Friday, 9 January 2009

2008 Confirms Value of Portfolio Diversification

Just finished crunching the numbers to see how my portfolio performed in 2008 and was pleased to see that the diversified portfolio strategy that I adopted back in May 2007 (the structure of which is shown at the bottom of this blog though it doesn't show complete returns since cash dividends and interest from bonds do not show up) paid off by significantly limiting my losses in 2008.

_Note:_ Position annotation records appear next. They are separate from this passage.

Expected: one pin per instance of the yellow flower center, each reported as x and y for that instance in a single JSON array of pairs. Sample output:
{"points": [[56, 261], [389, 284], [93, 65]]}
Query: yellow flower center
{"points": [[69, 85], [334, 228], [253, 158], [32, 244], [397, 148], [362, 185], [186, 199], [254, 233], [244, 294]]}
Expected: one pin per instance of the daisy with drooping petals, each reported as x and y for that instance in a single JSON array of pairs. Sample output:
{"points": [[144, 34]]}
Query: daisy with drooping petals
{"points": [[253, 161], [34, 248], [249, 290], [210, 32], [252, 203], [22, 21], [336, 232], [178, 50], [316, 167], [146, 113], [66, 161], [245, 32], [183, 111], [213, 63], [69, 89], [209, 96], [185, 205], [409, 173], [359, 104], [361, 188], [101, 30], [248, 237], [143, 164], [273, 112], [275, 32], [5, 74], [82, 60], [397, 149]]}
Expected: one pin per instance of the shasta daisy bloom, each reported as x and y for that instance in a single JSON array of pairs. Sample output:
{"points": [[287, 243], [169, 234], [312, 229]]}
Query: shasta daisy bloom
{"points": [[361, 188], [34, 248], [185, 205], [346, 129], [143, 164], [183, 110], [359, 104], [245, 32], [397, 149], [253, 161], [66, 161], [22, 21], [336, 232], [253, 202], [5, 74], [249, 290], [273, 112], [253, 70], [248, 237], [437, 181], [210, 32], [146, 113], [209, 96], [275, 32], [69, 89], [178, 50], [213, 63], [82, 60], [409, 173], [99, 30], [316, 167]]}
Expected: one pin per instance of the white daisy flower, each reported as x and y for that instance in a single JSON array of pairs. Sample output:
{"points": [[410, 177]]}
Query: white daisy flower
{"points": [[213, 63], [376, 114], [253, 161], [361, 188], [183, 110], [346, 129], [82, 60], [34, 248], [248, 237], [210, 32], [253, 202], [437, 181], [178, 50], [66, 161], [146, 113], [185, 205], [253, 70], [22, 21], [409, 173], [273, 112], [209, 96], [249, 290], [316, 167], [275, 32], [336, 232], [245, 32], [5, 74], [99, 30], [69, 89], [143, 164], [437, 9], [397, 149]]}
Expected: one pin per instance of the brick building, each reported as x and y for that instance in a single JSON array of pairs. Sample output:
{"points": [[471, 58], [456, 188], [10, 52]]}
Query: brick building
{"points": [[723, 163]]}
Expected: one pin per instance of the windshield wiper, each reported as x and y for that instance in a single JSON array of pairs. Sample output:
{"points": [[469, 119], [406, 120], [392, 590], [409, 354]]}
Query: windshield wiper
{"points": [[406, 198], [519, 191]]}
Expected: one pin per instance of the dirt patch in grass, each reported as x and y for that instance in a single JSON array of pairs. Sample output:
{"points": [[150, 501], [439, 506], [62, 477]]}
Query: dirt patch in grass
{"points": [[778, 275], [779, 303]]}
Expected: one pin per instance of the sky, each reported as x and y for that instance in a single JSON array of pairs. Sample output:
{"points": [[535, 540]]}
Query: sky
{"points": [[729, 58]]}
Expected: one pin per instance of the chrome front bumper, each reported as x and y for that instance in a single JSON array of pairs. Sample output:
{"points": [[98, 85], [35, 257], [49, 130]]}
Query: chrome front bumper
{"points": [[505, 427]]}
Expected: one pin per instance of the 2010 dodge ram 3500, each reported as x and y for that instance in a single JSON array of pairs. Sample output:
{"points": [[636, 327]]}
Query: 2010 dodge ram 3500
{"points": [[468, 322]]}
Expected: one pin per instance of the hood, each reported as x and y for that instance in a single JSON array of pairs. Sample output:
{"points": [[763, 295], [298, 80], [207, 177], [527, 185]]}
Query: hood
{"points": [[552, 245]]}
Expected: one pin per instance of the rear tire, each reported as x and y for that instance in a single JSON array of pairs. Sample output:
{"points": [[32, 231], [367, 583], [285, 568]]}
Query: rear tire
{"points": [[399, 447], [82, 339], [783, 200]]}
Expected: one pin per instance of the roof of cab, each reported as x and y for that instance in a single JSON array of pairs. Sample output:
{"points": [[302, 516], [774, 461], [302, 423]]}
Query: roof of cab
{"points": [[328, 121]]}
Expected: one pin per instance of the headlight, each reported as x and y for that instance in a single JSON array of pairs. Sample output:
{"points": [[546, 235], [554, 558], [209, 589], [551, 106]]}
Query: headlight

Here are the numbers compared to a few benchmarks (I've done a bit of rounding and used a couple of ETFs that track the benchmarks so my numbers may be off a percent or so but the big effects are what I am after):
  • -21% My portfolio in Canadian dollars
  • -35% TSX in Canadian dollars
  • 6% DEX Canadian Bond Index
  • -37% S&P 500 (US stock index) in US dollars
  • 6% US Aggregate Bond Index in US dollars
  • -42% MSCI EAFE (Europe, Australasia, Far East) Index - various foreign currencies
The benefit to my portfolio is explained by two factors:
  1. the 19% decline in the value of the Canadian dollar against the USD, which boosted the value, or more precisely limited the losses of US holdings in CAD terms
  2. the presence of bonds whose gains offset some of the huge equity losses
The moral of the story is that diversification works. Assets that work in different directions in different years bring stability. That also means that during 2009, when I expect equity markets to recover, my portfolio won't go up as much as another invested only in equities.